An Afghan refugee who has been held in Australian immigration detention for more than eight years is pleading for his release in a bid to return to Taliban-controlled Afghanistan and rescue his family following the withdrawal of US troops on Tuesday.
The refugee, who for his family’s safety can only be identified as FGS20, a pseudonym used in court proceedings, worked alongside coalition forces in Afghanistan after the United States military invaded the country and toppled the Taliban government in 2001.
At the beginning of this month, as the Taliban retook one Afghan city after another, FGS20 filed an application for emergency evacuation visas for his wife and four children.
Then, as the Taliban advanced on the Afghan capital, Kabul, FGS20’s lawyers took the Australian government to court, seeking an urgent decision.
But the government, led by Australian Prime Minister Scott Morrison, said on Wednesday that it would not be able to decide whether to grant the Subclass 203 Emergency Rescue visas before the US withdraws all of its troops from Afghanistan on August 31.
Increasingly desperate, FGS20 said he made a formal request on Thursday to “please” be sent back to Afghanistan “immediately”, stating that he “needs to travel tonight”.
There has been no response from the Australian government, however.
“[The] Australian government wants to kill me in here, in detention,” FGS20 said, referring to desperate thoughts of taking his own life.
“And … the Australian government has given a chance to the Taliban … to kill my family.”
‘We have failed so many people in Afghanistan’
FGS20 fled Afghanistan in 2013 and arrived by boat in Australia, with the aim of seeking asylum in the country with his family.
“I [thought] I [would spend] maybe one month or two months [in] detention,” he said. “After two months, I [would] go to [the] community [and] bring my family to a safe country.”
Instead, he has been held in Australian immigration detention for more than eight years. FGS20 spent the first six years of that time in a notorious offshore detention centre on Papua New Guinea’s Manus Island.
Then in 2019, he was brought to Australia for medical treatment. Since then, he has been held at a range of detention centres and Alternative Places of Detention (APODs) around the country.
During this time, FGS20 said he has lost 15 relatives to the Taliban, including his brother.

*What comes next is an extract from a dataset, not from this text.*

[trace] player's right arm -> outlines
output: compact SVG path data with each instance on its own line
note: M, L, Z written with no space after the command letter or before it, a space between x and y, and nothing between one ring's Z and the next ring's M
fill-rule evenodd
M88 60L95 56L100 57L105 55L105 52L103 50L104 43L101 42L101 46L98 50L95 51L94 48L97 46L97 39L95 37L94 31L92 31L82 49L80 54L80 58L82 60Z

“Every time I [heard I’d] lost one of my family,” said FGS20, “I [couldn’t] do anything … nothing.”
Jane Alcorn, an Australian citizen whom FGS20 refers to as his “Australian mum”, said she would never forget the day FGS20 lost his brother.

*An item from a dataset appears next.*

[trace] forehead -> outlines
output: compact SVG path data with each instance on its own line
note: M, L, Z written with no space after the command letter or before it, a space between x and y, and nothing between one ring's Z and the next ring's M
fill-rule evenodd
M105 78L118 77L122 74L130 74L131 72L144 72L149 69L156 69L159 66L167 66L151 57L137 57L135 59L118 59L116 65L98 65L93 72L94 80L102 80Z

“I remember when he phoned me, it was in the middle of the day and I was at the shop,” Alcorn said. “I went to sit in the car because I just couldn’t think clearly for a minute … I knew it [was] true, but I couldn’t really believe it … and [FGS20] was so, so sad, you can’t imagine.”
The Taliban, who took control of Kabul on August 15, has offered a general amnesty for former government officials and promised to respect women’s rights and media freedoms. But there are already reports of Taliban fighters targeting people who have worked with the US or NATO forces.
A confidential threat assessment prepared for the United Nations on August 25 said Taliban fighters were going house to house, setting up checkpoints and threatening to arrest or kill relatives of “collaborators” in major cities.
Refugee lawyer and human rights advocate, Atika Hussain, said Australia has a “moral obligation” to evacuate the family members of Australian citizens and residents with or without a visa.
That obligation extends to FGS20’s family, she said, because the protection he has received as a refugee should morally extend to his immediate family now that the Taliban have taken control, and they are in danger, too.
Australia’s rescue efforts were a failure, she argued, with evacuations starting too late and ending too soon.
“We have failed so many people that are still in Afghanistan,” she says.
Morrison, the prime minister, said the Australian military has evacuated 4,100 people from Kabul, including 3,200 Australians and Afghan nationals with Australian visas.
The Australian airlift ended on Friday, shortly before a member of the ISIL-affiliated Islamic State in the Khorasan Province, ISKP (ISIS-K) detonated his explosives outside the Kabul airport, killing more than 100 Afghan civilians who had been thronging the airfield in a desperate bid to leave the country.
The Human Rights Commission of Australia has “urged the Government to consider expanding Australia’s resettlement programme with a specific Afghan intake”.
The commission recommended the Australian government take in an additional 20,000 Afghan refugees, especially in light of the ISKP attack.
Al Jazeera contacted the Department of Home Affairs and the Australian Border Force for comment on FGS20’s case, but there was no response at the time of publication.
Watching all of this unfold from inside the Park Hotel APOD and helpless to do anything about it, FGS20 said he has been under immense pressure. He now feels there is little hope of rescue for his family.
“My son has asked me if you’re not going to help me, you come back and [we will] die together,” he told Al Jazeera. His son is just 14 years old.
“Before America has left, [the] Australian government must send me back [to Afghanistan],” he added.
After the US withdraws, “it is finished,” he said. “I [won’t] have any family.”